Затем он встретил Камиллу, и внезапно он стал совершенно другим. Я бы не сказал, что он хороший парень — он все еще чертовски безжалостен и груб. Но это чувство нигилизма ушло. Он более сосредоточен, чем когда-либо, более обдуман. Теперь ему есть что терять.

Аида говорит Данте:

— Ты собираешься учить французский?

— Да, — ворчит он.

— Я не могу этого представить, — говорит Неро.

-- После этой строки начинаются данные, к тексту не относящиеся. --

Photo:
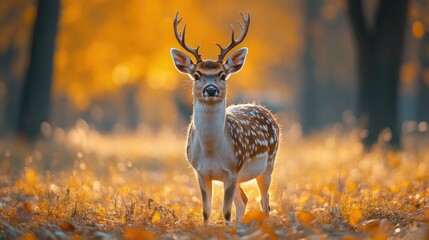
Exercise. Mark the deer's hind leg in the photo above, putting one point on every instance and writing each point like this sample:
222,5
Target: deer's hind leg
240,202
264,182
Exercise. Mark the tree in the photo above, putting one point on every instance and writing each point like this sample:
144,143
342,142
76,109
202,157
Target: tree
35,102
423,81
379,48
309,85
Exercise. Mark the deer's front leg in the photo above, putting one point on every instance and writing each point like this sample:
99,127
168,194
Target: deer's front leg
206,194
230,186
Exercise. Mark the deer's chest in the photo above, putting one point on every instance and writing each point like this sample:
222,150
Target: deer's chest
210,161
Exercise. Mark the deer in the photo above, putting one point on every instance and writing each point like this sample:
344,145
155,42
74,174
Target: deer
233,144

— Я могу выучить французский, — говорит Данте, защищаясь. — Я не идиот.

— Дело не в твоем интеллекте, — говорит Аида. — Это твой акцент.

— Что ты имеешь в виду?

Она и Неро обмениваются удивленными взглядами.

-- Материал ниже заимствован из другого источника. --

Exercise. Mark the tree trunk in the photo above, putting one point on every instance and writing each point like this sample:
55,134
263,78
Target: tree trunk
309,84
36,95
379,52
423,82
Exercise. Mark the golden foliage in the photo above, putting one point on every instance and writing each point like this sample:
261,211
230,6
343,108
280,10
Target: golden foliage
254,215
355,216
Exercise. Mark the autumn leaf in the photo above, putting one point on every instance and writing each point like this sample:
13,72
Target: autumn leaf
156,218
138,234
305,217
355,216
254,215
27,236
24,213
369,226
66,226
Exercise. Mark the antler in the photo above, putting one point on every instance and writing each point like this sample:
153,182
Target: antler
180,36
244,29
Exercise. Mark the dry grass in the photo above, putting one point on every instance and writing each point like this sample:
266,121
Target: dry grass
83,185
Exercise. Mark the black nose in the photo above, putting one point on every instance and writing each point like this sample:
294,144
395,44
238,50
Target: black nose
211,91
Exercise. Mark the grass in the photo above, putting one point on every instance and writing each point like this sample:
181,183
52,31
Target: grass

— Даже твой итальянский акцент… не очень хорош, — говорит Аида.

— О чем ты говоришь? — Данте требует.

— Скажи что-нибудь по-итальянски, — подзадоривает его Аида.

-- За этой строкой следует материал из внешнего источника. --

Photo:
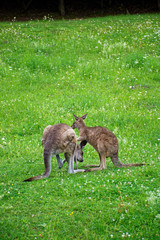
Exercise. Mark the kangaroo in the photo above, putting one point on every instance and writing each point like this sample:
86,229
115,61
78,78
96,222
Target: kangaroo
60,139
103,141
78,154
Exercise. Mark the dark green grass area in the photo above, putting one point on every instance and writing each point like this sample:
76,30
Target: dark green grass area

— Хорошо, — упрямо говорит Данте. — Voi due siete degli stronzi. — Вы двое — придурки.

Предложение точное. Проблема в том, что Данте сохраняет свой прежний ровный чикагский акцент, поэтому это звучит, как «Voy doo-way see-etay deg-lee strawn-zee». Он похож на фермера со среднего Запада, пытающегося сделать заказ по меню в модном итальянском ресторане.

Аида и Неро разражаются смехом, и я сам не могу удержаться от легкого фырканья. Данте хмуро смотрит на всех нас, все еще не понимая этого.

— Что? — требует он. — Что здесь такого чертовски смешного?

— Тебе лучше позволить Симоне говорить, — говорит Аида между смешками.

— Ну, на самом деле я не жил в Италии! — Данте рычит. — Знаете, я также немного говорю по-арабски, а это больше, чем вы, двое болванов, — когда они не перестают смеяться, он добавляет: — Пошли вы, ребята! Я образованный.

— Такой же образованный, как йогурт, — говорит Неро, что заставляет их смеяться еще сильнее.

Я думаю, что Данте столкнул бы их головами в прежние времена, но теперь, когда он муж и отец, он выше их глупостей. Он просто качает головой и подает знак бармену, чтобы тот сделал еще один напиток.

Становление матерью не сделало Аиду спокойнее, чего бы то ни было. Видя, что Данте больше не собирается отвечать на ее поддразнивания, она смотрит через стол и фиксирует свои проницательные серые глаза на мне.

— У Себа дар к языкам, — говорит она. — Помнишь, когда мы возвращались с Сардинии, и ты думал, что должен был разговаривать с таможенниками по-итальянски? И они продолжали задавать тебе вопросы, чтобы убедиться, что ты действительно американский гражданин, а ты не сказал ничего, кроме Il mio nome è Sebastian2?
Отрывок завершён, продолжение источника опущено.